Yvonne Trénard déchiffre n’importe quel bois. En l’observant droit dans les cernes.
Thierry Faradji
Yvonne TRÉNARD est dendrochronologue. Ce métier à énigmes lui permet d’identifier l’essence de n’importe quel bois, de découvrir ses dates de naissance et d’abattage, ainsi que son origine géographique. Un talent exceptionnel, qui place cet ancien chef du Laboratoire d’anatomie des bois au premier plan pour effectuer des expertises d’œuvres anciennes, sculptures, retables, autels ou charpentes. Deux investigations sont menées, selon les besoins : l’identification et la datation.
L’identification est fort utile pour les historiens. Yvonne TRÉNARD découvrit pour eux que le crayonnage noir des grottes préhistoriques était réalisé au charbon de bois, et non à l’os brûlé. L’identification sert aussi aux enquêtes judiciaires. Le ravisseur du fils de Lindbergh fut démasqué parce qu’il avait abandonné sur les lieux de son crime une échelle de bois provenant de la scierie où il travaillait...
« J’identifie une essence à partir d’un prélèvement minuscule observé au microscope. Les ponctuations et les ornementations du bois me permettent de comparer son empreinte à mes archives, puis de le nommer. Un indice supplémentaire d’expertise pour les panneaux peints non signés des primitifs, dont le bois était généralement coupé dans la région d’utilisation. Rembrandt van Rijn, Pierre Paul Rubens et Pieter Brueghel l’Ancien peignirent leurs clairs-obscurs sur du chêne et du noyer très typiques, alors que le sourire de la Joconde est couché sur du peuplier. »
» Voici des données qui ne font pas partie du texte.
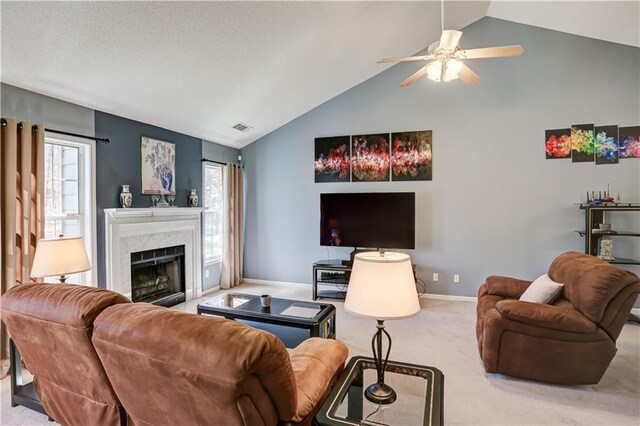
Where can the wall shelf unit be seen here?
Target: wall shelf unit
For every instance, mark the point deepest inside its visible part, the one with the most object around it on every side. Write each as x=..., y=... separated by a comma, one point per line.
x=597, y=213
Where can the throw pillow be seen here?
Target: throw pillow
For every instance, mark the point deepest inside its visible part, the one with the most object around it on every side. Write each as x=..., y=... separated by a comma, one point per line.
x=543, y=290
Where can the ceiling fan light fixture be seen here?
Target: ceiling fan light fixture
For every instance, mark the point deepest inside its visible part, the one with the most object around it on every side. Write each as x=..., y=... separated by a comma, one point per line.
x=452, y=68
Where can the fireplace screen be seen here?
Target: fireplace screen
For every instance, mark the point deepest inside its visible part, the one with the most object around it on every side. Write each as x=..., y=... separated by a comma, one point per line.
x=157, y=276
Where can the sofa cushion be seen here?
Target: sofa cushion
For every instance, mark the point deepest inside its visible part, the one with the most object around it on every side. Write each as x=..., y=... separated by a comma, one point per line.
x=167, y=365
x=316, y=362
x=543, y=290
x=506, y=286
x=52, y=325
x=589, y=283
x=546, y=316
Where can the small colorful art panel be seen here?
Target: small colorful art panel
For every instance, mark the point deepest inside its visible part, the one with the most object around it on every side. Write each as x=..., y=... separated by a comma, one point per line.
x=332, y=159
x=629, y=142
x=411, y=156
x=557, y=143
x=606, y=144
x=158, y=166
x=582, y=143
x=370, y=158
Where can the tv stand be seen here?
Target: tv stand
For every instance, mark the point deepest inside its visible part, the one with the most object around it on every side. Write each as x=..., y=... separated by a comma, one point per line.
x=335, y=274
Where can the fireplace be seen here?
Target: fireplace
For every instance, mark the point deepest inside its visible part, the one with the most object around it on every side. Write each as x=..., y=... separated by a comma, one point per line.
x=158, y=276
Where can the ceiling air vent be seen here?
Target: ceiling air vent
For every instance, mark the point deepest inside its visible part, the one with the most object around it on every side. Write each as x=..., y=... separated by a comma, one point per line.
x=242, y=127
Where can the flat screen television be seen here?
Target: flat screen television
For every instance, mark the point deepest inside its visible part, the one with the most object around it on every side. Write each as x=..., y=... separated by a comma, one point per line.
x=380, y=220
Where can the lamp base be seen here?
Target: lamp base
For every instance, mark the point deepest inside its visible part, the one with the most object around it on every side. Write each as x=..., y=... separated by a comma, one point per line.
x=380, y=393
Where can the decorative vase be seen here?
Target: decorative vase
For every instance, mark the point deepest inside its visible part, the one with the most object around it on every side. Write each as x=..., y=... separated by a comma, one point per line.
x=125, y=197
x=193, y=198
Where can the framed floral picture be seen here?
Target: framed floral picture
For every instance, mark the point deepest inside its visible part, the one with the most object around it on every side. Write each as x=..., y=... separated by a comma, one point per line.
x=606, y=144
x=557, y=143
x=630, y=142
x=332, y=159
x=370, y=158
x=582, y=143
x=411, y=156
x=158, y=166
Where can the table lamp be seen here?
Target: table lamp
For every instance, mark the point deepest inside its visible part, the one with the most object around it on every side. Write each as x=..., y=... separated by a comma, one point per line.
x=59, y=257
x=382, y=286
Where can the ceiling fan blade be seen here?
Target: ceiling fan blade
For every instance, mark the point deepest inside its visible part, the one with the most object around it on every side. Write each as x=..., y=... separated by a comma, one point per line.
x=468, y=76
x=449, y=39
x=422, y=71
x=491, y=52
x=403, y=58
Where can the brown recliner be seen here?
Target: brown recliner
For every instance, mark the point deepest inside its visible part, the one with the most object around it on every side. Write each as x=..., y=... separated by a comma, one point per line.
x=171, y=367
x=51, y=325
x=571, y=341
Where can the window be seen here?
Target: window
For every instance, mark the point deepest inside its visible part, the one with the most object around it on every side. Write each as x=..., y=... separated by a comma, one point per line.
x=213, y=214
x=68, y=205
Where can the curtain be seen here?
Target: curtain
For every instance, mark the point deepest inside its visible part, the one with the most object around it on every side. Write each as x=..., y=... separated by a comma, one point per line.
x=233, y=230
x=22, y=212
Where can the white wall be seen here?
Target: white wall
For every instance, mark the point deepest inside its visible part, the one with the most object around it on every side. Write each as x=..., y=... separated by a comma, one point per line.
x=495, y=205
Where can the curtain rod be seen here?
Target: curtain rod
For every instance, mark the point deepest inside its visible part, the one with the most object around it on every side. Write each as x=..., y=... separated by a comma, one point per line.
x=35, y=128
x=206, y=160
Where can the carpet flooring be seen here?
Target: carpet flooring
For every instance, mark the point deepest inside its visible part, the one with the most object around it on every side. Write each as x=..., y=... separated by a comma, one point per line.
x=442, y=335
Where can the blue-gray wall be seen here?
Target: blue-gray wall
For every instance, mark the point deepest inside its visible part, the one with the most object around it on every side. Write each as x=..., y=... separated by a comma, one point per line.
x=55, y=114
x=495, y=205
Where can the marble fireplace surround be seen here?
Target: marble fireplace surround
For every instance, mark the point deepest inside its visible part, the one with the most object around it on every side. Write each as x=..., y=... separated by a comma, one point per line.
x=131, y=230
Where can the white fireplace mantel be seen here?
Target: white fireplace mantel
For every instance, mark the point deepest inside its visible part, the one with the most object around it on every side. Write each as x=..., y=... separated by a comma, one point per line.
x=132, y=230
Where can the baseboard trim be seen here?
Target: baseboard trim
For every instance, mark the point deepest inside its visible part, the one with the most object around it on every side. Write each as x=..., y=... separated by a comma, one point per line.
x=273, y=283
x=450, y=297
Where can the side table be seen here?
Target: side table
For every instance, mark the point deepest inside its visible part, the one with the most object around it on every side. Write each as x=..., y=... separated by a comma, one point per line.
x=420, y=392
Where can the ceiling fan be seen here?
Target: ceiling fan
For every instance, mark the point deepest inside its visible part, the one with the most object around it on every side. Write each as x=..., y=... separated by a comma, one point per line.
x=445, y=58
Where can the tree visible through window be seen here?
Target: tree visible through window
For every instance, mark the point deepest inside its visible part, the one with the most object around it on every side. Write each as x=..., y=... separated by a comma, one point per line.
x=213, y=214
x=68, y=207
x=63, y=215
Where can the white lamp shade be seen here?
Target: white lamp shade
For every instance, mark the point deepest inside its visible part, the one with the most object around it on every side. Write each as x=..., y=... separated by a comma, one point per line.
x=382, y=287
x=60, y=256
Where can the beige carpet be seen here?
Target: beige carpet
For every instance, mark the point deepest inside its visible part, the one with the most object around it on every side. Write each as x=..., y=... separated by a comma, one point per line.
x=443, y=336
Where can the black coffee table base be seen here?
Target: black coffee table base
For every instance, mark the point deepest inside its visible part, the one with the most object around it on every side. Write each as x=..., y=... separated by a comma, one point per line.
x=420, y=399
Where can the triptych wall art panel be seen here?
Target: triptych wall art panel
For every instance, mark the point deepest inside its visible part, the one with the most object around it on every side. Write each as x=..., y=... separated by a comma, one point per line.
x=588, y=143
x=379, y=157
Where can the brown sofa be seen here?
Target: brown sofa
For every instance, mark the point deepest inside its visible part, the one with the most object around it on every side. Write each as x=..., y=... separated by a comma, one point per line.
x=164, y=367
x=571, y=341
x=52, y=326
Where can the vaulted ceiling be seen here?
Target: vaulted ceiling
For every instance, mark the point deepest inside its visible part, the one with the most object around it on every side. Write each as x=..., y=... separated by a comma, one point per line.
x=201, y=67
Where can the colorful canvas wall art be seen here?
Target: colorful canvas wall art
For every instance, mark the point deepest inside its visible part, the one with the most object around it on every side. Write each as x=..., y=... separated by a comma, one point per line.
x=557, y=143
x=332, y=159
x=411, y=155
x=582, y=143
x=606, y=144
x=629, y=141
x=158, y=168
x=370, y=158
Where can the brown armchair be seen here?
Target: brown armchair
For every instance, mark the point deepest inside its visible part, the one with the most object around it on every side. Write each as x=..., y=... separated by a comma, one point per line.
x=571, y=341
x=171, y=367
x=52, y=325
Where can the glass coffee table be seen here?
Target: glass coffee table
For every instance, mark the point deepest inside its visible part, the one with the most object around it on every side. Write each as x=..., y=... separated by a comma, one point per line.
x=292, y=321
x=420, y=392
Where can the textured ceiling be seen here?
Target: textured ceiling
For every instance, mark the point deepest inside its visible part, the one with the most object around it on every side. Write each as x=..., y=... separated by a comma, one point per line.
x=200, y=67
x=616, y=21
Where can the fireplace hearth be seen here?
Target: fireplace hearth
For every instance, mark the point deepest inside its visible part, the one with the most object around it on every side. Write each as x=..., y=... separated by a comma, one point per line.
x=158, y=276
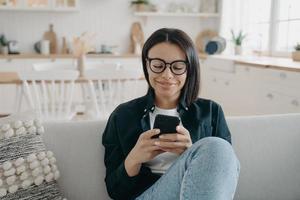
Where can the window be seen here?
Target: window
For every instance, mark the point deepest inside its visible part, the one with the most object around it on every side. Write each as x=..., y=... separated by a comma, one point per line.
x=288, y=25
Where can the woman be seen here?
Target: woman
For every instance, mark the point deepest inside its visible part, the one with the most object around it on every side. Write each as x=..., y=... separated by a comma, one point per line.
x=188, y=164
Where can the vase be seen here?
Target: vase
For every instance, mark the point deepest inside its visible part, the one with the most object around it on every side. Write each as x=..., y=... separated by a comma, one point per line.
x=296, y=56
x=238, y=50
x=81, y=64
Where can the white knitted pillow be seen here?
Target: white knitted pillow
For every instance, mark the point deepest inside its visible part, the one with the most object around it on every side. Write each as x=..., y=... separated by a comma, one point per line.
x=27, y=170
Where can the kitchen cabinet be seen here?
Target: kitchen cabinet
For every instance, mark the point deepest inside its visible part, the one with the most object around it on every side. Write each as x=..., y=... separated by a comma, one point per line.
x=40, y=5
x=21, y=65
x=244, y=89
x=276, y=91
Seconde spécialité scientifique d’Yvonne TRÉNARD : la datation du bois. Cet indice confirme la date de création d’une œuvre grâce à une lecture savante des cernes d’un tronc.
« Durant chaque année de sa croissance, l’arbre européen s’épanouit selon les variations de climat et d’environnement de sa zone géographique. En bref, une année favorable provoque un cerne large et une mauvaise année un cerne étroit. Au-delà de leur nombre, qui matérialise visuellement l’âge de l’arbre, leur épaisseur est donc un véritable “enregistrement”, quasi équivalent pour toutes les espèces identiques d’une même région. Je mesure précisément chacun d’eux, au dixième de millimètre. Avec cette succession de calculs, l’ordinateur établit une courbe signalétique, qu’il compare ensuite aux innombrables courbes engrangées dans sa mémoire. Lorsque deux diagrammes se superposent, nous détenons un point de repère chronologique. Les cernes se transforment alors en calendrier et nous dévoilent les anniversaires de l’arbre jusqu’à son année d’abattage. La datation définitive est d’autant plus fiable que l’échantillon analysé a conservé l’aubier, partie tendre juste sous l’écorce, certifiant ainsi l’intégralité d’un tronc. »
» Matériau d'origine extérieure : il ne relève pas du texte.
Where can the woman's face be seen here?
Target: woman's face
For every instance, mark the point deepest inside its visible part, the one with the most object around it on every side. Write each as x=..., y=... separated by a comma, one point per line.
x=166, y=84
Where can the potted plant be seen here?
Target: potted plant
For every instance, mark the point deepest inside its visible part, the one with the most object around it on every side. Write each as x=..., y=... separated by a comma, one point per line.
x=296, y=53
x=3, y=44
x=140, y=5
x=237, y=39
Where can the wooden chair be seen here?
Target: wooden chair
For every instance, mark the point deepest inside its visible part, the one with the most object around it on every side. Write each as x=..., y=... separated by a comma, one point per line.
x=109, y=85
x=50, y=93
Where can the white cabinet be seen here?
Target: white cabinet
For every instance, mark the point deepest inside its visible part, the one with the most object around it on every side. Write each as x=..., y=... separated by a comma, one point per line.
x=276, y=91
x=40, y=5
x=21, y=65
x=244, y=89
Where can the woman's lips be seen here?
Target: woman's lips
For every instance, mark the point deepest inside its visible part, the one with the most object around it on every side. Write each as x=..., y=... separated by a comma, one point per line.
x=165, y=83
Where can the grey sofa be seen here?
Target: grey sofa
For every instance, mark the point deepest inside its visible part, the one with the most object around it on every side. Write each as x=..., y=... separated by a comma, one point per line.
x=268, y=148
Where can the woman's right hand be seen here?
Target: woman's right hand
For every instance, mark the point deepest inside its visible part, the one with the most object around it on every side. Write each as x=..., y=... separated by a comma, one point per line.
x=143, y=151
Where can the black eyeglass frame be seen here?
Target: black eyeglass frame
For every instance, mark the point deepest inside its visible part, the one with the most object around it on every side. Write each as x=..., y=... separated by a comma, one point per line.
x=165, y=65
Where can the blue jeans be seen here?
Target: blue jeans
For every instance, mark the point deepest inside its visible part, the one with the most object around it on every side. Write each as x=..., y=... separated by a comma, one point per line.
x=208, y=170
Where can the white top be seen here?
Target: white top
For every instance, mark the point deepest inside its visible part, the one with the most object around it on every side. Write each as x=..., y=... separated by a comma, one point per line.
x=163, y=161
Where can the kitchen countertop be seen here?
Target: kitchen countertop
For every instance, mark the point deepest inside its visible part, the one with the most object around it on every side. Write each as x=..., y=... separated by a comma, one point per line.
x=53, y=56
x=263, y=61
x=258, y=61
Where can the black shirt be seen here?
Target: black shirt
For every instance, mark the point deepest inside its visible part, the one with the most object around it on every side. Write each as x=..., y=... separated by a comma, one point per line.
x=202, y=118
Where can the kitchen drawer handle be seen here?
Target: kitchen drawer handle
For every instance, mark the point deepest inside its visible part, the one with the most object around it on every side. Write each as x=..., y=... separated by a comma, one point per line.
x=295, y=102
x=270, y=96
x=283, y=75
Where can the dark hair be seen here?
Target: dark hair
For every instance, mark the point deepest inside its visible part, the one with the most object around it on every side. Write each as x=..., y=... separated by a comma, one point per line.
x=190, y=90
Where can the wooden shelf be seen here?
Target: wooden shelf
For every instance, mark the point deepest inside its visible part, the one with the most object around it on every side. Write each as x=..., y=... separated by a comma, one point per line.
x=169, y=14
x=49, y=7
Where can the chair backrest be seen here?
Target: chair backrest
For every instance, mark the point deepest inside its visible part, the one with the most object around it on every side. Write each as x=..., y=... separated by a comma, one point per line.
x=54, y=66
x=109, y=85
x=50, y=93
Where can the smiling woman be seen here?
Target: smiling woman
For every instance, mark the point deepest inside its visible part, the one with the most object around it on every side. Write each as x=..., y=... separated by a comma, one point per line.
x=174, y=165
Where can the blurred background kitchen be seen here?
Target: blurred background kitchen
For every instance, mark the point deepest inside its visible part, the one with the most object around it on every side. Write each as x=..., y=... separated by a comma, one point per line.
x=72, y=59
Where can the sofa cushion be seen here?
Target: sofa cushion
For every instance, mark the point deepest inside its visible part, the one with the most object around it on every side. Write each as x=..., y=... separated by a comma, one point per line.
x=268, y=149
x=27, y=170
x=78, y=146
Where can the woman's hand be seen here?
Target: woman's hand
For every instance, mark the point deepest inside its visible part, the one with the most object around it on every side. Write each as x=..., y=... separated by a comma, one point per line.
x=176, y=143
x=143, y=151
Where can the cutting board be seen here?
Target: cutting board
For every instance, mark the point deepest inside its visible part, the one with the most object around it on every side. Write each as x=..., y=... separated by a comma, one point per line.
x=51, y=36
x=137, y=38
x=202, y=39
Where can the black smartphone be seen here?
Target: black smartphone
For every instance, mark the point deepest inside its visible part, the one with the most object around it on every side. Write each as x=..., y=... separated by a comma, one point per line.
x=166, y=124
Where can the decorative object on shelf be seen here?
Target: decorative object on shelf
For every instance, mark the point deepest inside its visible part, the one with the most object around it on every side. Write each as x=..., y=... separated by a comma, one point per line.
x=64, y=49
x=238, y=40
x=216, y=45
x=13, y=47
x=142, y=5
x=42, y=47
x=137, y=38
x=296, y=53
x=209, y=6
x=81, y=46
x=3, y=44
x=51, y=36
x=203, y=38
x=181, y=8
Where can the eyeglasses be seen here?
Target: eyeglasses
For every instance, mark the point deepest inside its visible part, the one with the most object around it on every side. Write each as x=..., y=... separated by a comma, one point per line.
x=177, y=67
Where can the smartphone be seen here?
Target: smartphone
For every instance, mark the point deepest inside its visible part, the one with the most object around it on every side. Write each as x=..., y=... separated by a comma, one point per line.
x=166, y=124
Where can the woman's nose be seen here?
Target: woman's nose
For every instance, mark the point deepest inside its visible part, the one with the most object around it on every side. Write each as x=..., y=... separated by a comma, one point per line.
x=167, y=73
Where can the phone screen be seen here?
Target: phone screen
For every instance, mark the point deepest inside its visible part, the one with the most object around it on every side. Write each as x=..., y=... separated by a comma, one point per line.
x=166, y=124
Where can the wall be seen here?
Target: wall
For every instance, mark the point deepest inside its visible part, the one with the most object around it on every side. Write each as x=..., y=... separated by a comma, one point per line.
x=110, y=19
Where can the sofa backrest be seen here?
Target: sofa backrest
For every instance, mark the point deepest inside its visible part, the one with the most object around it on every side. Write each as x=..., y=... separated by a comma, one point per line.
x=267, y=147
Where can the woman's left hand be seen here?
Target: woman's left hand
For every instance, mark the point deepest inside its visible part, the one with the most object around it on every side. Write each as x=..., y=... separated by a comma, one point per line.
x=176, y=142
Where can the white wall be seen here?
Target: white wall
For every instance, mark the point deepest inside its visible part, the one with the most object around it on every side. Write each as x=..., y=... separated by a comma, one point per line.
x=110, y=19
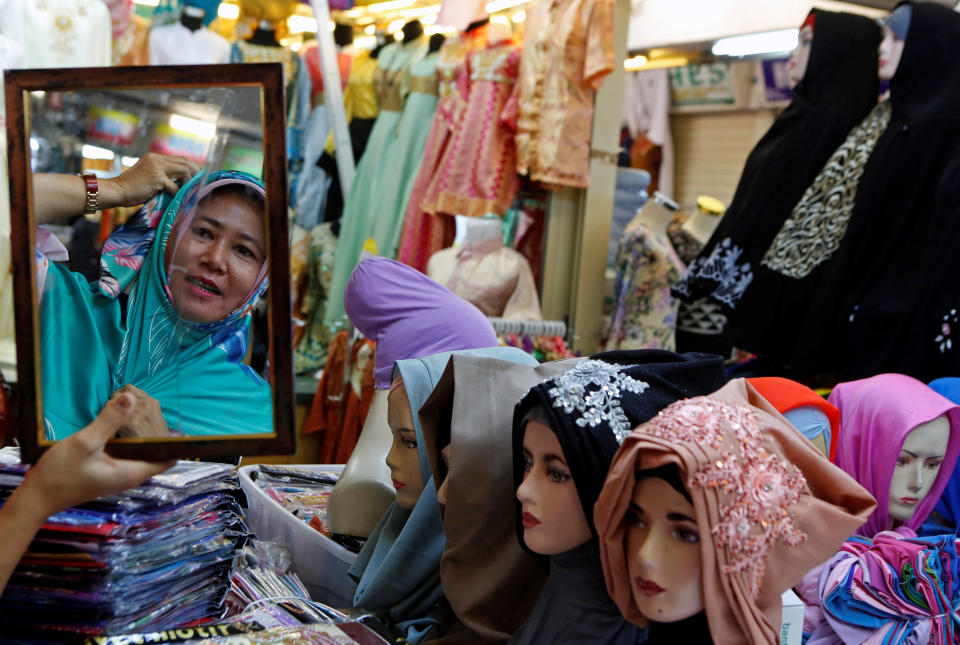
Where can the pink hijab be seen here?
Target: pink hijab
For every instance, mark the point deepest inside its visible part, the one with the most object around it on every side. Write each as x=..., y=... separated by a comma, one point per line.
x=876, y=415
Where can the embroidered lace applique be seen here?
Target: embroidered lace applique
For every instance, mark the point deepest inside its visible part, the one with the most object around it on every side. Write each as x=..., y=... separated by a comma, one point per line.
x=943, y=340
x=722, y=267
x=756, y=488
x=593, y=389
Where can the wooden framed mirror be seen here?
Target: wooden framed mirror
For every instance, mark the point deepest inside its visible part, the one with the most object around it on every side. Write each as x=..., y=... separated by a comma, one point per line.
x=208, y=339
Des carottages d’arbres « témoins » encore vivants furent effectués en guise de référence dans toutes les grandes forêts européennes. Si nous ne possédons pas ces pins américains vieux de quatre mille ans, nous conservons néanmoins quelques chênes âgés de cinq cents ans. Leurs petits frères arbrisseaux ont immortalisé les boiseries de nos plus beaux châteaux. Leurs cernes accusent le poids des siècles.